Matthew Anderson

    Matthew Anderson has been praised for the warm tenor voice and polished musicality he brings to oratorio, opera, and musical theater.

    An accomplished interpreter of the music of Bach, Mr. Anderson sings regularly as a soloist in Boston’s renowned Emmanuel Music Bach Cantata Series.  He appeared at the Aldeburgh Festival as a soloist in the Saint Matthew Passion and spent several summers at the Carmel Bach Festival, where he was featured as a Virginia Best Adams Fellow and aria soloist in the Saint John Passion.  He has received particular acclaim for his portrayals of the Evangelists in Bach’s Passions, which he has performed throughout the United States.  Mr. Anderson is a two-time prizewinner in the American Bach Society Competition and winner of the second prize in the Oratorio Society of New York Solo Competition, in which he also won the Westenberg Award for 18th Century Stylistic Interpretation.
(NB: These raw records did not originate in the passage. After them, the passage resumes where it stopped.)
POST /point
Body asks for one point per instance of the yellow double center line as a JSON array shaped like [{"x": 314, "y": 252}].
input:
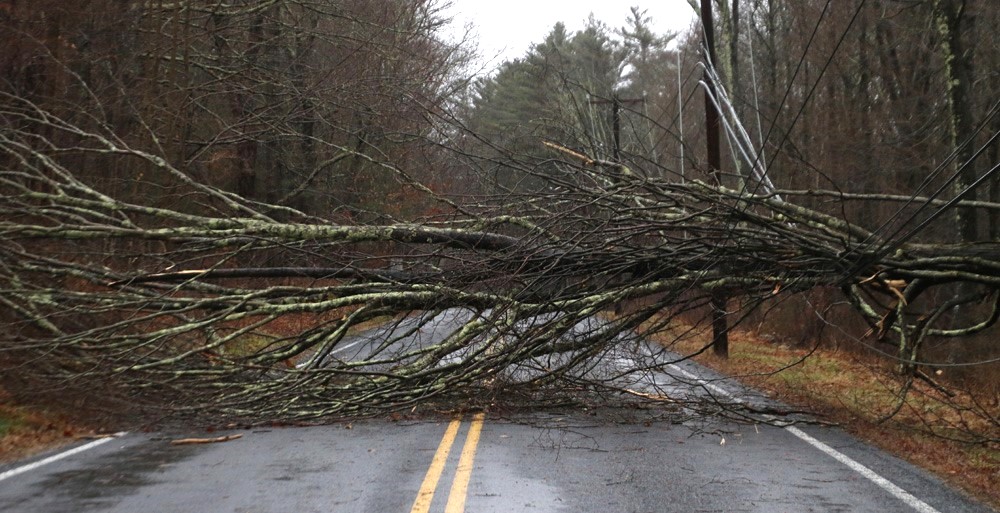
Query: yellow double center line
[{"x": 460, "y": 485}]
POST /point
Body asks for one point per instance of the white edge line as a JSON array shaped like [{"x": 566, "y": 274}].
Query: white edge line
[
  {"x": 57, "y": 457},
  {"x": 866, "y": 472},
  {"x": 870, "y": 474}
]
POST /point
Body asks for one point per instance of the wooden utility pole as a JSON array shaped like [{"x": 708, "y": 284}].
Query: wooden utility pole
[{"x": 720, "y": 326}]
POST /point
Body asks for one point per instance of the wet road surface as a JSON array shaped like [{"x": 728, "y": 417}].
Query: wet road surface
[
  {"x": 588, "y": 461},
  {"x": 606, "y": 460}
]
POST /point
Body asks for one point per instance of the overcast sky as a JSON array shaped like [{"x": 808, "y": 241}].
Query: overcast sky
[{"x": 509, "y": 27}]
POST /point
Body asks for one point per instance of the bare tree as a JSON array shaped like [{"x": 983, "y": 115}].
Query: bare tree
[{"x": 177, "y": 293}]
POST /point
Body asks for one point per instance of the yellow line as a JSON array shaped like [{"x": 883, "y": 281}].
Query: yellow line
[
  {"x": 460, "y": 486},
  {"x": 426, "y": 493}
]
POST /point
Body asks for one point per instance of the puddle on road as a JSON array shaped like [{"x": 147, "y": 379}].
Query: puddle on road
[{"x": 110, "y": 477}]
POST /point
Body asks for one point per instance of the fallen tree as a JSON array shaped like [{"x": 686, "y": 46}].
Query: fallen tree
[{"x": 182, "y": 307}]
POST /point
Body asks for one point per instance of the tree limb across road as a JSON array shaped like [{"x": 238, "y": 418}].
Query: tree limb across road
[{"x": 178, "y": 306}]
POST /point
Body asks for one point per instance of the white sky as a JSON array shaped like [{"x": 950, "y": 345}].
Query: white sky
[{"x": 509, "y": 27}]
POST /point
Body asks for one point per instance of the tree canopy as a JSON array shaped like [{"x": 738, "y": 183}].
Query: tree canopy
[{"x": 204, "y": 204}]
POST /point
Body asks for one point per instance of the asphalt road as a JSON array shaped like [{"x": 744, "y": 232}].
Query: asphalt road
[{"x": 606, "y": 460}]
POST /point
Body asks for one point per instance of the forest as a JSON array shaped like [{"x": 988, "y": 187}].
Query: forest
[{"x": 203, "y": 202}]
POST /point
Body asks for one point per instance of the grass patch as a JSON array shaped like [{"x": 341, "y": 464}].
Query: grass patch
[
  {"x": 953, "y": 436},
  {"x": 25, "y": 431}
]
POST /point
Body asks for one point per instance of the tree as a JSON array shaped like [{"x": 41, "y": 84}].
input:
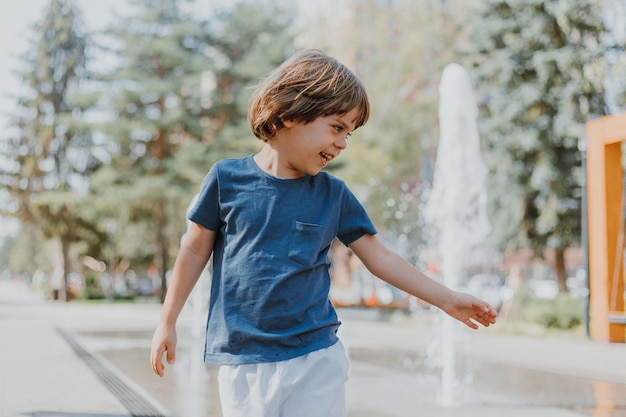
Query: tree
[
  {"x": 50, "y": 155},
  {"x": 177, "y": 99},
  {"x": 538, "y": 67}
]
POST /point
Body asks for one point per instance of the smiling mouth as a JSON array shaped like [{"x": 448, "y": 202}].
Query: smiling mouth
[{"x": 325, "y": 158}]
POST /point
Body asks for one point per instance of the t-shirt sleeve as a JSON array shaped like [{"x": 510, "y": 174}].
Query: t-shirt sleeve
[
  {"x": 354, "y": 221},
  {"x": 205, "y": 212}
]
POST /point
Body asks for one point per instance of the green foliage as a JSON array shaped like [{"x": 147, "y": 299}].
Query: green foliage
[
  {"x": 51, "y": 152},
  {"x": 398, "y": 49},
  {"x": 565, "y": 312},
  {"x": 538, "y": 69}
]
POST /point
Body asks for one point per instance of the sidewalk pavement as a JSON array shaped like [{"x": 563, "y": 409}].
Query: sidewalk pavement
[{"x": 41, "y": 375}]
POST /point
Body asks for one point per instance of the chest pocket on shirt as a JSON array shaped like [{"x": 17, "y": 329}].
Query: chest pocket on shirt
[{"x": 305, "y": 242}]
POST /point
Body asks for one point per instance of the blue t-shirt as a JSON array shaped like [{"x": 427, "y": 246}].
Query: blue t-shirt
[{"x": 269, "y": 294}]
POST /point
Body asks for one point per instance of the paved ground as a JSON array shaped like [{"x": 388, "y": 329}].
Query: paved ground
[{"x": 43, "y": 374}]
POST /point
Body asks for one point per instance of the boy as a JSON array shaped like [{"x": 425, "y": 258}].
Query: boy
[{"x": 268, "y": 220}]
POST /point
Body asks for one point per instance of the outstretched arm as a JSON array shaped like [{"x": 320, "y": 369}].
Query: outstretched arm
[
  {"x": 397, "y": 271},
  {"x": 191, "y": 260}
]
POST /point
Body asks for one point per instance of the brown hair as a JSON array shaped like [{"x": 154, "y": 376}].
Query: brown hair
[{"x": 306, "y": 86}]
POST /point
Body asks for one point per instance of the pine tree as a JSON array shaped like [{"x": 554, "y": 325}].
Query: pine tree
[
  {"x": 51, "y": 153},
  {"x": 177, "y": 100},
  {"x": 538, "y": 67}
]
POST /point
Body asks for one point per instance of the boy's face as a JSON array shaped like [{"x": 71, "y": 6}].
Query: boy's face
[{"x": 307, "y": 148}]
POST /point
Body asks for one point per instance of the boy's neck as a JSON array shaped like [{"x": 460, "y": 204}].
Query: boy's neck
[{"x": 269, "y": 160}]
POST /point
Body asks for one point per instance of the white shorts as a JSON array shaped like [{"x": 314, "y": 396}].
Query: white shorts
[{"x": 312, "y": 385}]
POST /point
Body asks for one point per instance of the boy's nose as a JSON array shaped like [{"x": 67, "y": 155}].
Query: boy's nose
[{"x": 341, "y": 143}]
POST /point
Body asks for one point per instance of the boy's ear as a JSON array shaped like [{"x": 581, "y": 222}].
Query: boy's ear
[{"x": 287, "y": 123}]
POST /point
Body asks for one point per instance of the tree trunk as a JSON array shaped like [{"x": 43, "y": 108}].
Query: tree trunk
[
  {"x": 159, "y": 214},
  {"x": 559, "y": 270},
  {"x": 64, "y": 293}
]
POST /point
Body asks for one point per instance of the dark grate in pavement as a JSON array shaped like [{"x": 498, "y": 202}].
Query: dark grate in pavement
[{"x": 135, "y": 403}]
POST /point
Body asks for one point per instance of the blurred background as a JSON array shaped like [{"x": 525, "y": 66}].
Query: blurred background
[{"x": 114, "y": 111}]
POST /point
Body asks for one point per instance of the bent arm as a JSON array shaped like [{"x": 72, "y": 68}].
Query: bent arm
[
  {"x": 190, "y": 262},
  {"x": 397, "y": 271}
]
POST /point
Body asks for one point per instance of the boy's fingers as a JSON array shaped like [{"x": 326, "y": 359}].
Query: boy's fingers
[
  {"x": 171, "y": 355},
  {"x": 157, "y": 363}
]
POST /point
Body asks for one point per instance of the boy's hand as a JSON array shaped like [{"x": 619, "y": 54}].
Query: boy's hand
[
  {"x": 163, "y": 340},
  {"x": 471, "y": 310}
]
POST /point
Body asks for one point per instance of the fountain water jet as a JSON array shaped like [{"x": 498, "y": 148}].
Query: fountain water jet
[{"x": 456, "y": 207}]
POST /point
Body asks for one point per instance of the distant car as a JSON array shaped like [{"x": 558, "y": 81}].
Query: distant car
[{"x": 488, "y": 287}]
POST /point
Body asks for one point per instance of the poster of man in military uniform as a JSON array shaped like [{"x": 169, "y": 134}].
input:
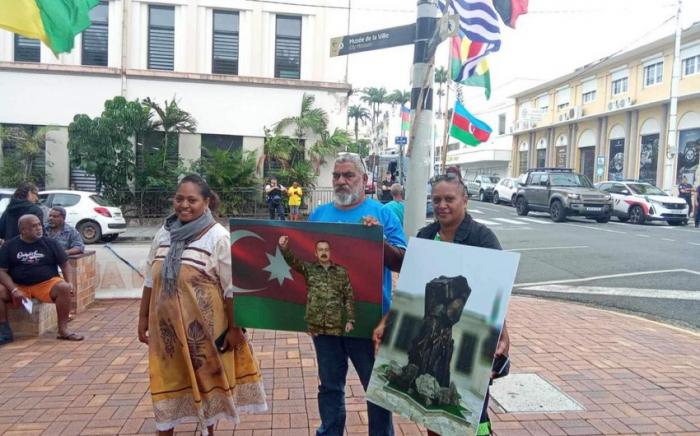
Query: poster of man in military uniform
[
  {"x": 330, "y": 295},
  {"x": 318, "y": 278}
]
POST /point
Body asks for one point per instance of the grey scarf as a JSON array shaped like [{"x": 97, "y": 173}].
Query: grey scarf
[{"x": 181, "y": 234}]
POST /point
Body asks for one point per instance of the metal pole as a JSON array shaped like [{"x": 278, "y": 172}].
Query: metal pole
[
  {"x": 672, "y": 123},
  {"x": 419, "y": 156}
]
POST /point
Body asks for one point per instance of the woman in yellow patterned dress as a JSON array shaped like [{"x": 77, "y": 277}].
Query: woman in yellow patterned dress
[{"x": 187, "y": 304}]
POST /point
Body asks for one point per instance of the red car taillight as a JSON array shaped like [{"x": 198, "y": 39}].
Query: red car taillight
[{"x": 103, "y": 211}]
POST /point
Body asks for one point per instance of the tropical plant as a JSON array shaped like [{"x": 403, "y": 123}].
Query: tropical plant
[
  {"x": 374, "y": 97},
  {"x": 23, "y": 165},
  {"x": 102, "y": 147},
  {"x": 359, "y": 113},
  {"x": 440, "y": 79},
  {"x": 399, "y": 98}
]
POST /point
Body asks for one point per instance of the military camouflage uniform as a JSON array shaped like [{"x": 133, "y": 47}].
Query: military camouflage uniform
[{"x": 328, "y": 291}]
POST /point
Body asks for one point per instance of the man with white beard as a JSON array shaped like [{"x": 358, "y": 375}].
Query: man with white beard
[{"x": 351, "y": 205}]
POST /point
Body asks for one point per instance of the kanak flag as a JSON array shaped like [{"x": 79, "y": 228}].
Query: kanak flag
[{"x": 269, "y": 294}]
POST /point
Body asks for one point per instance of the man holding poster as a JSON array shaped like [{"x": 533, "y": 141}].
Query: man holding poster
[
  {"x": 329, "y": 290},
  {"x": 351, "y": 205}
]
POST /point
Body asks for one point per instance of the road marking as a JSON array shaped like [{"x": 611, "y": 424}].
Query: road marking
[
  {"x": 620, "y": 292},
  {"x": 594, "y": 228},
  {"x": 487, "y": 222},
  {"x": 550, "y": 248},
  {"x": 506, "y": 220},
  {"x": 530, "y": 220},
  {"x": 611, "y": 276}
]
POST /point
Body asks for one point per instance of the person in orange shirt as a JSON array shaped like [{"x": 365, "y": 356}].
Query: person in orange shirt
[{"x": 295, "y": 194}]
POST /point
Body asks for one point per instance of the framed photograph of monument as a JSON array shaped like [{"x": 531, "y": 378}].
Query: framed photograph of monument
[
  {"x": 434, "y": 363},
  {"x": 323, "y": 278}
]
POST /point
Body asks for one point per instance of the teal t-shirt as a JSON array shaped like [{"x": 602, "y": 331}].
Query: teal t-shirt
[{"x": 397, "y": 208}]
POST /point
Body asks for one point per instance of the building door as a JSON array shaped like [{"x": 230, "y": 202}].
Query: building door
[{"x": 588, "y": 162}]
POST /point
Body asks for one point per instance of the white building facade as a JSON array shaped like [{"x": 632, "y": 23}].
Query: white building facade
[{"x": 237, "y": 66}]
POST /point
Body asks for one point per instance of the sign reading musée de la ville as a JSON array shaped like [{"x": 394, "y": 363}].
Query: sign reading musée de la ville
[{"x": 378, "y": 39}]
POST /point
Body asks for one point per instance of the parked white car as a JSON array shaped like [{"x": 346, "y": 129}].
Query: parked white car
[
  {"x": 505, "y": 191},
  {"x": 91, "y": 214},
  {"x": 641, "y": 202}
]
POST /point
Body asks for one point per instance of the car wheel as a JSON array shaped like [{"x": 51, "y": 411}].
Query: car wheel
[
  {"x": 637, "y": 215},
  {"x": 90, "y": 231},
  {"x": 521, "y": 207},
  {"x": 556, "y": 212},
  {"x": 604, "y": 219}
]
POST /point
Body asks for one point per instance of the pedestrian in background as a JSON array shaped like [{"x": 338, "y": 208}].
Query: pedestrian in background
[
  {"x": 396, "y": 206},
  {"x": 23, "y": 202},
  {"x": 274, "y": 193},
  {"x": 202, "y": 367},
  {"x": 295, "y": 193}
]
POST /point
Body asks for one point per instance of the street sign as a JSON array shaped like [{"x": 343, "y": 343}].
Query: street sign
[{"x": 375, "y": 40}]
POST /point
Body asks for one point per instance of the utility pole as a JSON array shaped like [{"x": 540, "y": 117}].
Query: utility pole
[
  {"x": 422, "y": 102},
  {"x": 672, "y": 144}
]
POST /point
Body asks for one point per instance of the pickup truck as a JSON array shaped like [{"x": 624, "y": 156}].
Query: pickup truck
[
  {"x": 482, "y": 186},
  {"x": 562, "y": 193}
]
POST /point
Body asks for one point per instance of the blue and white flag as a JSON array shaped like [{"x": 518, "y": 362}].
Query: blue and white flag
[{"x": 478, "y": 21}]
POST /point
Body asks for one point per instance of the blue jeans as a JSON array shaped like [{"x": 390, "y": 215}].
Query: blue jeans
[{"x": 332, "y": 353}]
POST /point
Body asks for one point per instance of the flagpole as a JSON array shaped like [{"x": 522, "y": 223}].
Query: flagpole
[{"x": 445, "y": 135}]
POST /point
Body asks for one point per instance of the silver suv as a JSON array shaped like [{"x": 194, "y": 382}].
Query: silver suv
[{"x": 562, "y": 192}]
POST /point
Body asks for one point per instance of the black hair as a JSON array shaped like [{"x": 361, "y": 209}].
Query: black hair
[
  {"x": 23, "y": 190},
  {"x": 206, "y": 191}
]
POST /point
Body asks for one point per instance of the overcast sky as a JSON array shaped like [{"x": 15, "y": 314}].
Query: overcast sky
[{"x": 554, "y": 38}]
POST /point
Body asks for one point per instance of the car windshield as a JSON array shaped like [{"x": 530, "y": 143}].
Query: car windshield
[
  {"x": 570, "y": 179},
  {"x": 101, "y": 201},
  {"x": 641, "y": 189}
]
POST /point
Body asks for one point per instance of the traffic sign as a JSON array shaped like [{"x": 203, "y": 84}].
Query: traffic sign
[{"x": 375, "y": 40}]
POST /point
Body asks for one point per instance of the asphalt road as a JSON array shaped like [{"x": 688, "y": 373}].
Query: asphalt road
[{"x": 652, "y": 270}]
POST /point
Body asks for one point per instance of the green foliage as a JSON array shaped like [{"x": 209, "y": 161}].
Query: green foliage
[
  {"x": 23, "y": 164},
  {"x": 102, "y": 146}
]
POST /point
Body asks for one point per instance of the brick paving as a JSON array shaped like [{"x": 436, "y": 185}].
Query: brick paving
[{"x": 632, "y": 375}]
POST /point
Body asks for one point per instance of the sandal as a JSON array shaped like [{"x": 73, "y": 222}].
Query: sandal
[{"x": 71, "y": 337}]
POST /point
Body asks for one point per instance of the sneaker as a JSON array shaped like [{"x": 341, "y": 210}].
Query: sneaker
[{"x": 5, "y": 333}]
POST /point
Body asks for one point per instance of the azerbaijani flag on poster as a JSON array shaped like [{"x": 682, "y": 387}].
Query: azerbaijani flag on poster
[
  {"x": 468, "y": 129},
  {"x": 268, "y": 294},
  {"x": 405, "y": 118},
  {"x": 55, "y": 22},
  {"x": 463, "y": 50}
]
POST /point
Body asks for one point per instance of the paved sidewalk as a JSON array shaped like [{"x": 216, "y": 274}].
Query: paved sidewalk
[{"x": 633, "y": 376}]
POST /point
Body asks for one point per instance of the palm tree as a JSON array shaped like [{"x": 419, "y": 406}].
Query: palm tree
[
  {"x": 276, "y": 147},
  {"x": 440, "y": 79},
  {"x": 399, "y": 98},
  {"x": 360, "y": 113},
  {"x": 374, "y": 97}
]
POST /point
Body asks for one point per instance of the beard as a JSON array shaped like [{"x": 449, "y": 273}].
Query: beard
[{"x": 345, "y": 195}]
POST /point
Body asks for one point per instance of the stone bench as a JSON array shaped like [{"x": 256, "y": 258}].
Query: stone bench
[{"x": 43, "y": 318}]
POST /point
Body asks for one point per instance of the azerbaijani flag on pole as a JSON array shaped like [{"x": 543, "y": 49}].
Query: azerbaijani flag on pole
[
  {"x": 55, "y": 22},
  {"x": 405, "y": 118},
  {"x": 467, "y": 128}
]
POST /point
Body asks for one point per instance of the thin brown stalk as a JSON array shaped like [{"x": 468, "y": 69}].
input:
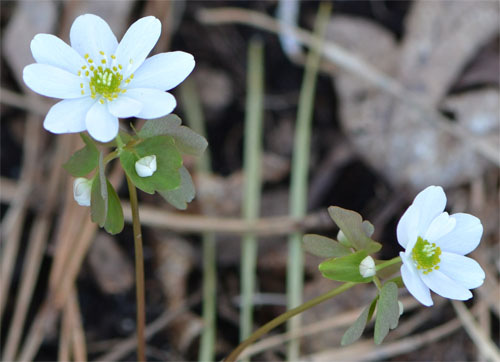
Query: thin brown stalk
[{"x": 139, "y": 272}]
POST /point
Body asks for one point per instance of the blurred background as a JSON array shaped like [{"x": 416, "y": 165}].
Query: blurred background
[{"x": 407, "y": 96}]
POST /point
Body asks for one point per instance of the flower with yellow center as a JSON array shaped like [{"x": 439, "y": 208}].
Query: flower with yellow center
[
  {"x": 435, "y": 244},
  {"x": 101, "y": 80}
]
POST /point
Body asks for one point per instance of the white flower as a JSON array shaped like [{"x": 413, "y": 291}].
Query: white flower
[
  {"x": 367, "y": 267},
  {"x": 146, "y": 166},
  {"x": 435, "y": 244},
  {"x": 81, "y": 191},
  {"x": 100, "y": 80}
]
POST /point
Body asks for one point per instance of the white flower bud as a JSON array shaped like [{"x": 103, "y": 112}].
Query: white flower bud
[
  {"x": 81, "y": 191},
  {"x": 146, "y": 166},
  {"x": 367, "y": 267}
]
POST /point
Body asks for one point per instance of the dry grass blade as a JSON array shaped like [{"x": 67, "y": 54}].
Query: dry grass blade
[{"x": 352, "y": 64}]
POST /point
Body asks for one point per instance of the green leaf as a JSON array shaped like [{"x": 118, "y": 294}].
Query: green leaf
[
  {"x": 356, "y": 330},
  {"x": 114, "y": 218},
  {"x": 345, "y": 269},
  {"x": 168, "y": 162},
  {"x": 387, "y": 311},
  {"x": 388, "y": 271},
  {"x": 322, "y": 246},
  {"x": 98, "y": 205},
  {"x": 182, "y": 195},
  {"x": 83, "y": 161},
  {"x": 186, "y": 140},
  {"x": 351, "y": 224}
]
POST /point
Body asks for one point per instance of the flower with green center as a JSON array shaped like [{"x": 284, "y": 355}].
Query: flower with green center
[
  {"x": 435, "y": 244},
  {"x": 101, "y": 80}
]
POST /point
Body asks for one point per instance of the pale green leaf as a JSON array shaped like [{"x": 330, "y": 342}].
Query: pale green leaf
[
  {"x": 114, "y": 218},
  {"x": 168, "y": 162},
  {"x": 356, "y": 330},
  {"x": 351, "y": 224},
  {"x": 186, "y": 140},
  {"x": 387, "y": 311},
  {"x": 325, "y": 247},
  {"x": 98, "y": 205},
  {"x": 182, "y": 195},
  {"x": 83, "y": 161}
]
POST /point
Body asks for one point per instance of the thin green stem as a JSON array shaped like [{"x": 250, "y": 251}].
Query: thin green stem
[
  {"x": 388, "y": 263},
  {"x": 299, "y": 173},
  {"x": 252, "y": 185},
  {"x": 194, "y": 115},
  {"x": 286, "y": 316},
  {"x": 139, "y": 272}
]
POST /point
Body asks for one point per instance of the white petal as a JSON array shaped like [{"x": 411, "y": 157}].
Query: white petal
[
  {"x": 68, "y": 116},
  {"x": 163, "y": 71},
  {"x": 464, "y": 270},
  {"x": 137, "y": 42},
  {"x": 124, "y": 107},
  {"x": 90, "y": 34},
  {"x": 101, "y": 124},
  {"x": 49, "y": 49},
  {"x": 407, "y": 227},
  {"x": 440, "y": 226},
  {"x": 412, "y": 281},
  {"x": 429, "y": 204},
  {"x": 464, "y": 237},
  {"x": 155, "y": 103},
  {"x": 446, "y": 287},
  {"x": 50, "y": 81}
]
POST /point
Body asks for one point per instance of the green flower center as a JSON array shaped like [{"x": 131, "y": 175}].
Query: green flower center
[
  {"x": 426, "y": 255},
  {"x": 105, "y": 80}
]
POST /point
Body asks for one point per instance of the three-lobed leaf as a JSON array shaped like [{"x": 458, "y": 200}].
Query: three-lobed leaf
[
  {"x": 83, "y": 161},
  {"x": 98, "y": 205},
  {"x": 114, "y": 218},
  {"x": 168, "y": 161},
  {"x": 182, "y": 195},
  {"x": 186, "y": 140},
  {"x": 325, "y": 247},
  {"x": 356, "y": 330},
  {"x": 351, "y": 224},
  {"x": 345, "y": 269},
  {"x": 387, "y": 311}
]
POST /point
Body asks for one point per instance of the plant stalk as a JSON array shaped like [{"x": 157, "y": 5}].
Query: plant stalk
[
  {"x": 139, "y": 272},
  {"x": 286, "y": 316}
]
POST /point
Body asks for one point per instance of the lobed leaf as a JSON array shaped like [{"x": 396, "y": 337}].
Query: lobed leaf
[
  {"x": 356, "y": 330},
  {"x": 351, "y": 224},
  {"x": 114, "y": 218},
  {"x": 83, "y": 161},
  {"x": 186, "y": 140},
  {"x": 168, "y": 161},
  {"x": 182, "y": 195},
  {"x": 325, "y": 247},
  {"x": 387, "y": 311},
  {"x": 345, "y": 269}
]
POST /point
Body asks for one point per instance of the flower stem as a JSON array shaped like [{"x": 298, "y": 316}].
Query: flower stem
[
  {"x": 286, "y": 316},
  {"x": 139, "y": 272},
  {"x": 388, "y": 263}
]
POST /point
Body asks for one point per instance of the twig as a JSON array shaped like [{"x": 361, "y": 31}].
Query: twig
[
  {"x": 352, "y": 64},
  {"x": 126, "y": 346}
]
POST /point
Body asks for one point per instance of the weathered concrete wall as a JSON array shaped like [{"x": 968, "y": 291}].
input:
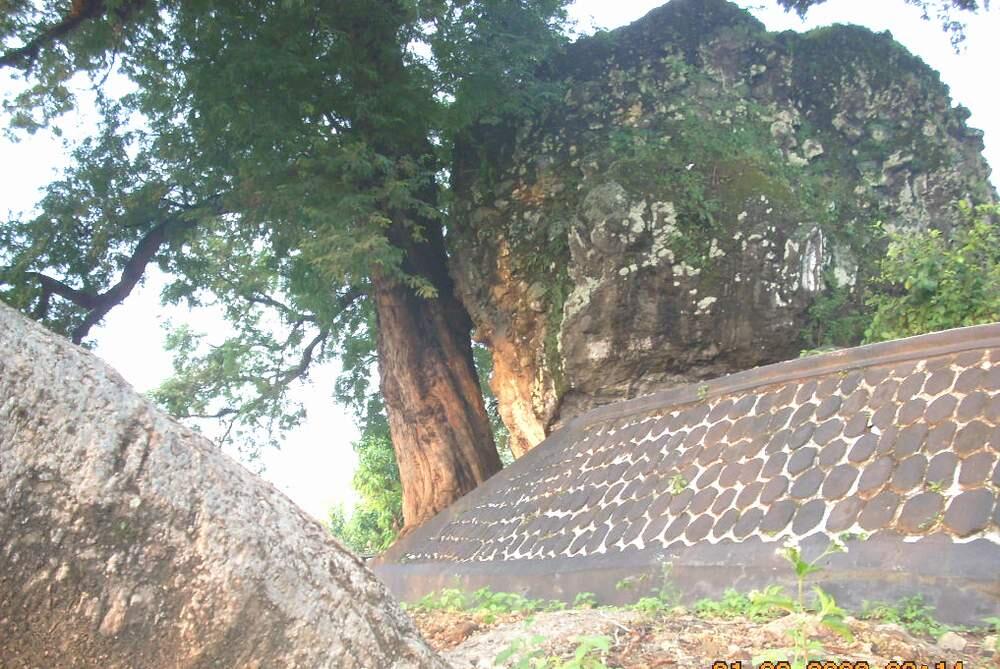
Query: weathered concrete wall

    Recent performances from Mr. Anderson’s varied repertoire include Handel’s Acis and Galatea (Damon) with the Mark Morris Dance Group; Bach’s Coffee Cantata with Boston Baroque; Mozart’s Requiem with the National Chorale at Avery Fisher Hall; Stravinsky’s Renard at Tanglewood and the Mostly Mozart Festival with the Mark Morris Dance Group; Handel’s Messiah with the Masterwork Chorus at Carnegie Hall; John Harbison’s Winter’s Tale with the Boston Modern Orchestra Project; Haydn’s Creation and Bach’s Saint John Passion and Christmas Oratorio (Evangelist) with Emmanuel Music; Britten’s Serenade with Discovery Ensemble; A Little Night Music (Mr. Erlanson) with Emmanuel Music; and Britten’s Les Illuminations with The Orchestra of Indian Hill.

    He has sung with conductors Masaaki Suzuki, Nicholas McGegan, Paul Goodwin, Harry Christophers, Martin Pearlman, John Harbison, Craig Smith, Julian Wachner, and Laurence Cummings and appeared as soloist with ensembles such as the Handel and Haydn Society, Boston Baroque, the Buffalo Philharmonic Orchestra, Cantata Singers, Musicians of the Old Post Road, Back Bay Chorale, the New Bedford Symphony, and the Handel Choir of Baltimore.

    Also recognized as a gifted performer of the American songbook, Mr. Anderson recently joined Keith Lockhart and the Boston Pops for their Bernstein Centennial Tribute at Boston Symphony Hall. In previous seasons, he has appeared with the Pops in Carousel (as Mr. Snow) and in celebrations of the music of Richard Rodgers and Cole Porter.

    Mr. Anderson studied Classics at Harvard and voice at the New England Conservatory.  He spent two seasons as a vocal fellow at the Tanglewood Music Center and was a Lorraine Hunt Lieberson Fellow with Emmanuel Music.  He also trained in the James Collier Apprentice Artist Program at Des Moines Metro Opera, the Britten-Pears Young Artist Programme, and the Cincinnati Opera Resident Ensemble. Mr. Anderson is a Kansas native and lives in Boston with his husband John and daughter Nora.